The Fall of Otrar

The Fall of Otrar
August 2nd 2025

When Aleksei German received an offer to write a screenplay from the Kazakhfilm studio in Almaty, he could scarcely turn it down. His masterpiece, My Friend Ivan Lapshin (1985), had just been shelved for its impermissible depiction of pre-Great Terror Soviet life and he now cut an unwelcome figure at home. Once in the Kazakh Republic’s capital, it was proposed that he and Svetlana Karmalita, his enduring collaborator and wife, produce a script about the dogged defense of the Central Asian city of Otrar against the armies of Genghis Khan.
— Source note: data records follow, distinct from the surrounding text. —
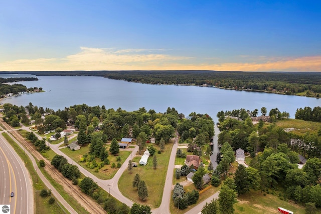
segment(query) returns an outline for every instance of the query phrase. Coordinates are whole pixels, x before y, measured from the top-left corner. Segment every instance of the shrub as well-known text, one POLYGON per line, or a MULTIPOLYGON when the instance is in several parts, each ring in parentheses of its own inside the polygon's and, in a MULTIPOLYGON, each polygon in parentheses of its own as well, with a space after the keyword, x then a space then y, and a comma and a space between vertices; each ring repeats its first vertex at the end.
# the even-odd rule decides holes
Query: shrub
POLYGON ((74 177, 72 179, 72 184, 74 185, 78 185, 78 179, 74 177))
POLYGON ((45 161, 43 160, 40 160, 39 161, 39 165, 40 165, 40 166, 41 166, 42 167, 43 167, 45 166, 45 165, 46 165, 46 163, 45 163, 45 161))
POLYGON ((48 191, 47 189, 43 189, 40 192, 40 196, 42 197, 46 197, 48 196, 48 191))
POLYGON ((52 204, 55 202, 55 198, 54 198, 52 197, 51 197, 50 198, 49 198, 49 200, 48 201, 48 202, 50 204, 52 204))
Conjuring a novelistic screenplay out of a mess of historical accounts that “angrily contradicted each other,” German and Karmalita agreed that the young Kazakh filmmaker Ardak Amirkulov should direct the film. Originally intended to be Amirkulov’s VGIK graduation project, production soon spiralled out of control. Filming sputtered on for four years, interrupted by collapsing sets and empty coffers. Upon completion, it had a halting international release before sliding into semi-obscurity. The film’s elusiveness thankfully ends with its recent 4K digital restoration. The newfound clarity showcases the claustrophobic panorama of its world; Amirkulov intuitively cycles between scorched sepia stock and deep-hued color, drawing attention to the film’s striking textural palette. Much like German’s later Hard to be a God (2013), it is an immersive experience in which you can feel the beating sun, hear every gurgling death rattle, and smell the omnipresent shit.

The film’s bifurcated narrative is straightforward, though delivered with characteristic German opacity. In the first part, Kipchak soldier Unzhu returns after years spying in Genghis Khan’s army. Trusted by the governor of Otrar, he is nevertheless dismissed by the region’s ruler, Shah Muhammad II, who maintains that his true foes lie in Baghdad. The second part presents the titular fall. After visiting Mongol merchants and diplomatic emissaries are executed at the Shah’s behest, Genghis Khan invades and wages a campaign of brutality that destroys the empire. Of all the cities, Otrar holds out the longest, with its siege rendered on an incredible scale by Amirkulov.

The Fall of Otrar was written and produced in the twilight years of the Soviet Union, where the parallels of a patchwork empire unable to defy its fate are obvious. Yet, in the foreword to their published screenplay, German and Karmalita gesture at something far more eternal and tragically relevant. They write:

How did this indescribable defeat happen? Who were the people who foresaw the attack and tried to prevent it? [...] When we asked ourselves these questions and tried to answer them within the framework of the era—the early 13th century—history with amazing consistency once again proved to us that everything connected with tyranny is repeated in such detail that one could cry.

A new 4K restoration of The Fall of Otrar screens this evening, August 2, until August 7, at Film at Lincoln Center.